Jungle bureaucratique, réponses aléatoires, formations inadaptées, budgets décentralisés… La reconversion des demandeurs d’emploi tient toujours du père Ubu. Nous comptons y mettre bon ordre en réorganisant en profondeur le système entier.
« Totalement dépité, désespéré, je ne sais que faire… »Ce jeune chimiste est à bout. Cela fait des mois qu’il bataille pour trouver un emploi de chef de projet en recherche-développement. Ce n’est pas que les postes manquent : beaucoup sont disponibles sur le marché. Mais, tous les DRH le lui répètent, il lui manque des compétences en management pour pouvoir être recruté.

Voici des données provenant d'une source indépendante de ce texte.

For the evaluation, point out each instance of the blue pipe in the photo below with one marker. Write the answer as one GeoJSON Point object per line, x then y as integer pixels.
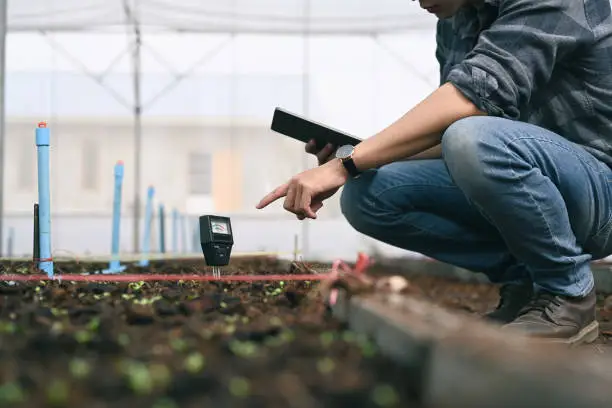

Voilà quelques mois, il s’est donc présenté à un master d’administration des entreprises, assuré à distance et en formation continue. Il se croyait tiré d’affaire, lorsque son agence pour l’emploi et formation, le Forem de Wavre lui a barré la route. Par principe, lui a-t-elle fait savoir, le Forem ne finance pas d’enseignement à distance. Le jeune chimiste s’est retrouvé à la case départ. Le plus rageant, c’est qu’à une centaine de kilomètres de là, à Verviers, un chômeur placé dans la même situation et pour lequel une association de chômeurs et précaires s’était mobilisée, a réussi à obtenir sa formation. Splendeurs et misères du Forem…
Décidément, notre système de formation, qui engloutit chaque année des centaines de millions d’euros, a bien du mal à remplir ses missions. Non seulement il peine à assurer la promotion sociale des salariés, mais il s’avère incapable d’offrir une reconversion efficace aux chômeurs. Le croira-t-on ?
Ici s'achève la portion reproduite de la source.